# Stable with accommodation wanted near Manchester!



## rachelandcassie (1 September 2013)

I know it seems a long shot but if if you don't ask -you don't get! 
I'm currently looking to move closer to Manchester and am chasing the dream of living with the horse as I don't drive and I've had a lot of health setbacks recently so I am just asking if anyone knows of anything available. 
I put ads up on so many sites and there really isn't much out there so am spreading the word further! 
Anything considered really, I just need to move closer to Manchester. 

Thanks for reading!

Rachel.x


----------



## FionaM12 (1 September 2013)

I can't help but it wouldn't it be an idea if you said whether you're looking to rent or buy?  Good luck!


----------



## rachelandcassie (2 September 2013)

Rent! Sorry if that was unclear. Anyone?


----------



## fatpiggy (4 September 2013)

Where I kept my horse it was all National Trust.  Nice cottages and old farm houses but outrageous rent apparently.


----------



## ArabianBeauty (12 September 2013)

www.jacksonequestrian.com


----------



## Tapir (13 September 2013)

How close to Manchester do you need to be and what side?


----------



## rachelandcassie (23 September 2013)

Tapir said:



			How close to Manchester do you need to be and what side?
		
Click to expand...

Any side though I am more familiar and comfortabl;e with the north, I just need to be able to get to Manchester an back reasonably easily as I don't drive. I need to find a stable, then relocate as close as close as possible.  I moved to Scotland for an easier life/career change and it didn't go that way due to contracts so I just need to cut my losses and move back asap. I am not too fussy but have been ringing round dozens of stables for weeks and nothing is available, I am on dozens of waiting lists and not hearing back from anyone! 

Thanks for your reply!


----------



## HashRouge (23 September 2013)

I don't know how familiar you are with Manchester, but there are a lot of small towns and villages on the outskirts that are within easy reach of the city centre and are good horsey areas. Would something like that work for you do you think? Like where I live, there are lots of 2 bed cottages to rent, there are several livery yards all within easy walking distance of the main village AND there is a train station with trains to Picadilly every half hour. Takes 20 mins on the train. Something like that might be easier than finding stable and accommodation together, though I suppose it depends on your budget.


----------



## rachelandcassie (24 September 2013)

HashRouge said:



			I don't know how familiar you are with Manchester, but there are a lot of small towns and villages on the outskirts that are within easy reach of the city centre and are good horsey areas. Would something like that work for you do you think?
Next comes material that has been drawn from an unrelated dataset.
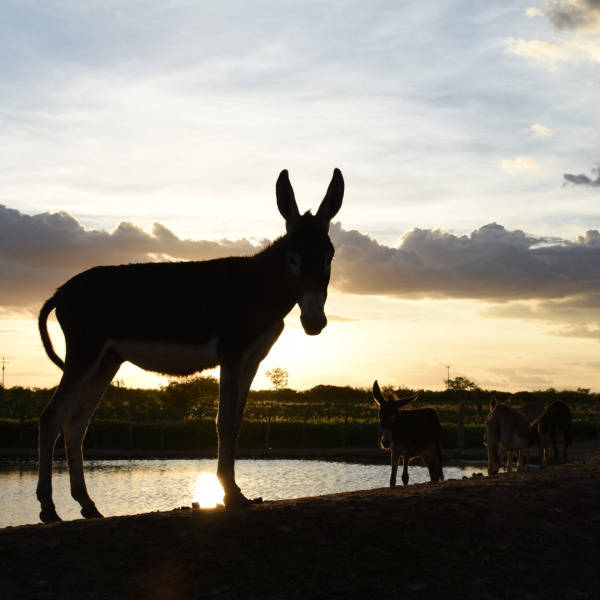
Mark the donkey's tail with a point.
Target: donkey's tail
(48, 307)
Like where I live, there are lots of 2 bed cottages to rent, there are several livery yards all within easy walking distance of the main village AND there is a train station with trains to Picadilly every half hour. Takes 20 mins on the train. Something like that might be easier than finding stable and accommodation together, though I suppose it depends on your budget.
		
Click to expand...

I think that might work, as long as I can get back home late evening that's fine. I have focussed my search on where there are stables available but there really aren't many, plus I do have a few conditions, I do need my mare to be able to go out every day just to stretch her legs but a lot of yards are not even offerring this! 
Whereabouts are you? I am originally from North Manchester so mainly know those areas but I would be willing to move elsewhere. I doubt I could afford stable and onsite accom or a specifically equestrian property. Just yards close to residential areas..


----------



## dancingkris (24 September 2013)

I was in the tack shop in Marple a week or so ago and there was an advert on their noticeboard for a room in a house for rent, on a yard or with a stable - I can't really remember the full details but did think to myself at the time had I been a single girl looking for a houseshare it sounded ideal! I'm sorry for sounding vague - maybe if you call Goyt Mill they can give you some details if the ad is still up - I know you can commute easily from there to Manchester on the train although it might not be the area you need....?


----------



## rachelandcassie (24 September 2013)

dancingkris said:



			I was in the tack shop in Marple a week or so ago and there was an advert on their noticeboard for a room in a house for rent, on a yard or with a stable - I can't really remember the full details but did think to myself at the time had I been a single girl looking for a houseshare it sounded ideal! I'm sorry for sounding vague - maybe if you call Goyt Mill they can give you some details if the ad is still up - I know you can commute easily from there to Manchester on the train although it might not be the area you need....?
		
Click to expand...

Thanks for the info, may very well look into it. Not sure I could do another houseshare though, long story.. I will look into Marple though


----------



## rachelandcassie (25 September 2013)

Doers anyone know of any stables available in South Manchester, anywhere considered!


----------